When I got the call that my sister had taken her own life, my first thought was that I will never get to speak to her again. Having lost a close relative suddenly a year prior, I had learnt what not getting to say goodbye means, how brutal that finality is.

My heart was instantly shattered.

I thought, “That’s it. I can’t talk her out of it, I can’t tell her I love her. I’ll never be able to plead with her to please don’t do this, to please, please stay.”

My second thought was for my mum.

My mother has lost everyone in her life, apart from me and my other sister. This will kill her, I thought. She will never be the same again.

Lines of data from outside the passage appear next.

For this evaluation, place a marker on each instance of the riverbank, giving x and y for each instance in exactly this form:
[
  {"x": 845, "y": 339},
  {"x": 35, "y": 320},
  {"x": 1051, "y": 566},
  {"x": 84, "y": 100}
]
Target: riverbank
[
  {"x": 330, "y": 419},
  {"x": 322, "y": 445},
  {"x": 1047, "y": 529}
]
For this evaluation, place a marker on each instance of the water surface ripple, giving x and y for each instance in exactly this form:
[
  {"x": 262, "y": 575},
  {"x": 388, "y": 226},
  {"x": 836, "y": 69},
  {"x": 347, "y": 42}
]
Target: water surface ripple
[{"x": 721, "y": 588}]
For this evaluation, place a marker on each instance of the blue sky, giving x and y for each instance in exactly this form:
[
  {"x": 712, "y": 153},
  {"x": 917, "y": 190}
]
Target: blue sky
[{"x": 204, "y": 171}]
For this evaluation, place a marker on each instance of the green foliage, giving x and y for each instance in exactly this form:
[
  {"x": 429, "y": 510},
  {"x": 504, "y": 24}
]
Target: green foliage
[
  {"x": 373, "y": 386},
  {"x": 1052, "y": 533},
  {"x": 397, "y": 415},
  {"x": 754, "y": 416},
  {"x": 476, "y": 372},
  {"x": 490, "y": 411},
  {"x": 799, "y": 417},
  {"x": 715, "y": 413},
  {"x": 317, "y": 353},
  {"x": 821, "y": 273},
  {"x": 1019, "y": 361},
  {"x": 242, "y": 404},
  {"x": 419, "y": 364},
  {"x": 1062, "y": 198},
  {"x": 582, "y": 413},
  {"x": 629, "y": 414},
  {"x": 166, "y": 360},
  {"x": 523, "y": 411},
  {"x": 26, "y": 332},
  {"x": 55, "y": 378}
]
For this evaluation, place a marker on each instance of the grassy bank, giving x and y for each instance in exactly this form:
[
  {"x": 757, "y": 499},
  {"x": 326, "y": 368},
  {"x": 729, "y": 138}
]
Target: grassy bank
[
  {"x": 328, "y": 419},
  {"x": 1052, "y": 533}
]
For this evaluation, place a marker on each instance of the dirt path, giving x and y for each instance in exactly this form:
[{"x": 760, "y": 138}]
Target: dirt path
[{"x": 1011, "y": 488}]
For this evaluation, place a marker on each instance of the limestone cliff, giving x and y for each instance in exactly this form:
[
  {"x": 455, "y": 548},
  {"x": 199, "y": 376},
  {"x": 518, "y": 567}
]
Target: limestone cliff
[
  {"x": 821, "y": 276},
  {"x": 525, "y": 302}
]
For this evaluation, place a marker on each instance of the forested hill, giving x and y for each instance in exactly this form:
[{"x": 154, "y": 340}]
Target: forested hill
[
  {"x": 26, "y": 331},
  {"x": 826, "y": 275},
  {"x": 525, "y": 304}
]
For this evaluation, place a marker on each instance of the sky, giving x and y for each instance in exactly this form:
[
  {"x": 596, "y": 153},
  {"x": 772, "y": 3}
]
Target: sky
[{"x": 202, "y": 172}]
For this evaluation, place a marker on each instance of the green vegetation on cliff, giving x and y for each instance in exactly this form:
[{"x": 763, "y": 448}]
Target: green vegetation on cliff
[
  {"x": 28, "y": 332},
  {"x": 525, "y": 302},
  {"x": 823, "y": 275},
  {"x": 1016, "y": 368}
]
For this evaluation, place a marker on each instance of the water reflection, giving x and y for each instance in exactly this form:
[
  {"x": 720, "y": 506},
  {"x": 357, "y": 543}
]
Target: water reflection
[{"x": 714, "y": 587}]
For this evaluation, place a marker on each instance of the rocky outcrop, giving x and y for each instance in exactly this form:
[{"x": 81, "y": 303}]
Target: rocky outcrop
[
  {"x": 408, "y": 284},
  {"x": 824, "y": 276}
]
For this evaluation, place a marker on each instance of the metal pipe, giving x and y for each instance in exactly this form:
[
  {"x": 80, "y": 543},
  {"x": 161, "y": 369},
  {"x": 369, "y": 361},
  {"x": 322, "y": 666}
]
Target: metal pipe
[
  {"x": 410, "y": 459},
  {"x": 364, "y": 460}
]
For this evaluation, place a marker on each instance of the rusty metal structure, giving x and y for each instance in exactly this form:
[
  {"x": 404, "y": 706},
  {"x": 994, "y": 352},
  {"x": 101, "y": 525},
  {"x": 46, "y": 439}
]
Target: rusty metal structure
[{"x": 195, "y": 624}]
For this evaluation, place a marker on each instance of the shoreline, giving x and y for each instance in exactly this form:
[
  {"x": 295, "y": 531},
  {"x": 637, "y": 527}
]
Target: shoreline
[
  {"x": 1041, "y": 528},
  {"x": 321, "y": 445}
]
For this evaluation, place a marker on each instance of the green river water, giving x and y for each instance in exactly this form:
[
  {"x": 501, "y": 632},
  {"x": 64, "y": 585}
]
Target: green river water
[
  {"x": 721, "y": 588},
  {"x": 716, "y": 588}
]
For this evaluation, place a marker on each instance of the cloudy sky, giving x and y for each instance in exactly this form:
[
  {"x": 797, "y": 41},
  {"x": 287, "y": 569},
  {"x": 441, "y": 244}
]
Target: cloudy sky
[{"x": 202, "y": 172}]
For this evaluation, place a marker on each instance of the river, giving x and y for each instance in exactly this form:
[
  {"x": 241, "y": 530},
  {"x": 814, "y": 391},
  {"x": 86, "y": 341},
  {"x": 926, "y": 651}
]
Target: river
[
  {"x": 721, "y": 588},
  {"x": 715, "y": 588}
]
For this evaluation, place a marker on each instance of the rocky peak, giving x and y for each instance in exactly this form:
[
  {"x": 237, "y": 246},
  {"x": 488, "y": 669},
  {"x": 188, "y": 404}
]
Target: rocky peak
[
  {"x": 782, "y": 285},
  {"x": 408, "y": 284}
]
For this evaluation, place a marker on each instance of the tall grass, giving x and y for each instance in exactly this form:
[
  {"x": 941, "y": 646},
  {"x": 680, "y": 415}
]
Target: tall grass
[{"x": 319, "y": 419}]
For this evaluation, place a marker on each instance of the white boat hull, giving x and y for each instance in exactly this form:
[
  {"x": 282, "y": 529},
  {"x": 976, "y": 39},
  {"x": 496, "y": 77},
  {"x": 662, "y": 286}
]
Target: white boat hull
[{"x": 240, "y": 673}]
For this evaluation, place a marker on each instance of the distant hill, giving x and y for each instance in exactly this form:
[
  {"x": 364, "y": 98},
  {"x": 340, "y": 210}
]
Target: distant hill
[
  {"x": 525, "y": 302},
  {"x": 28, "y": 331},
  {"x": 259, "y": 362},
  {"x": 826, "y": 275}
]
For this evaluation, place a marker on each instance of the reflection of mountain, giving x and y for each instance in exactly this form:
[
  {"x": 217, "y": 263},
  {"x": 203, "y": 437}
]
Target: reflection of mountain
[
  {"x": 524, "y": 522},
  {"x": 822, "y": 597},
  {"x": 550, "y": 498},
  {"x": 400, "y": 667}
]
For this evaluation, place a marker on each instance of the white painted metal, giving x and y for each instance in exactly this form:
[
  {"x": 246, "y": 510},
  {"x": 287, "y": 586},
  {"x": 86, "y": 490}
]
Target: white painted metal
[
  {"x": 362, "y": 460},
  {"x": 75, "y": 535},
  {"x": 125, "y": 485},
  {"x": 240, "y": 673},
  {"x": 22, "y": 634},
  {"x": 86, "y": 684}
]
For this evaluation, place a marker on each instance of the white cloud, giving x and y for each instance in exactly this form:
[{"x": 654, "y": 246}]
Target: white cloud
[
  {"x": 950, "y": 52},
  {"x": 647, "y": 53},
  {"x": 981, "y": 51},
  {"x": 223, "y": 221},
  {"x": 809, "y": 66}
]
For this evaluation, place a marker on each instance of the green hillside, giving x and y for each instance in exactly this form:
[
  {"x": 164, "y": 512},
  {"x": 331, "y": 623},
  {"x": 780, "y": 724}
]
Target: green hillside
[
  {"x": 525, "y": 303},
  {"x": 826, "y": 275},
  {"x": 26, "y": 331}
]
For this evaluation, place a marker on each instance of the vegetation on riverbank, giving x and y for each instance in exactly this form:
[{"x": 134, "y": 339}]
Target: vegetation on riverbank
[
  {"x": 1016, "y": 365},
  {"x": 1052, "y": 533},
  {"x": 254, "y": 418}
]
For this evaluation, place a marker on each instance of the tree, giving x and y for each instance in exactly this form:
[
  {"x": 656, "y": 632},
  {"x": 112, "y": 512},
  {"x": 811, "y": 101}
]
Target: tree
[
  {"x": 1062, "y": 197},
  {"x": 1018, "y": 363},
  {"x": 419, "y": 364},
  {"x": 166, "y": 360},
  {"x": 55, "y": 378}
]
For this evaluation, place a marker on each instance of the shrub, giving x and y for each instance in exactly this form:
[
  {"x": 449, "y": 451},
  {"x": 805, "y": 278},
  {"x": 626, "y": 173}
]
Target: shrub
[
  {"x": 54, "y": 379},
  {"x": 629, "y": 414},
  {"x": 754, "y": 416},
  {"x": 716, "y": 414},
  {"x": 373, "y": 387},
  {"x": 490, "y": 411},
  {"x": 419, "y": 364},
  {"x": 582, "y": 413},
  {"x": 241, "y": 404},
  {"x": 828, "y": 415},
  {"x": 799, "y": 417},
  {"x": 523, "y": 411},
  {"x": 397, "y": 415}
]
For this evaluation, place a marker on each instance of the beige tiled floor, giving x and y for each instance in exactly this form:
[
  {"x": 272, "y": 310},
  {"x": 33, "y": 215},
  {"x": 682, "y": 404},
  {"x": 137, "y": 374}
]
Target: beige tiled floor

As I rushed to be with my mum on that fittingly ice cold winter’s night, I was preparing myself for her to be devastated, especially because she did not know my sister had depression.

While I didn’t realise how very unwell my sister was with mental health issues, at least I knew some of it. The trouble was, I was sworn to secrecy. Because my sister recognised something in mum that I didn’t fully appreciate until it was too late: Mum didn’t believe in the insidiousness of depression.

It may be a generational thing, a cultural thing – I’m not sure. But I’ve been blindsided since my sister died that Mum wants to keep how she died a secret.

Mum cannot accept that my sister took her own life. She cannot believe that my smart, accomplished, beautiful inside and out sister saw no way else out. That she was so very desperate and suffering and unwell that night, that she made this choice.

That’s why she won’t tell people that her daughter took her own life; she won’t even admit it to us. Mum is sure it was an accident – and that’s what she tells people. Because she “won’t let my sister’s legacy be tarnished”.

And so my beloved sister’s battle, how hard she tried and fought, can’t be spoken about publicly.

I have now spent years researching suicide, educating myself, speaking to other families and also suicide survivors. They have told me that in those moments, it doesn’t feel like a choice: it’s more about not being able to go on, not seeing an end to their challenges, and honestly believing their loved ones are better off without them.

That’s what the depression told them at the time.

My sister was the most incredible mother, and I struggled with that last part. How could she take herself away from her children, for whom she made so many sacrifices out of love? Her very real, significant mental illness. That’s how.

The mental illness that she kept secret from even her own mum because she knew the stigma – she knew people wouldn’t understand. She was right. But being right cost her her life because she didn’t get the support that she needed.

I feel partly responsible. I kept her secret, because I didn’t understand it enough. I can’t tell you what it feels like to live with that. I hope you don’t ever have to know.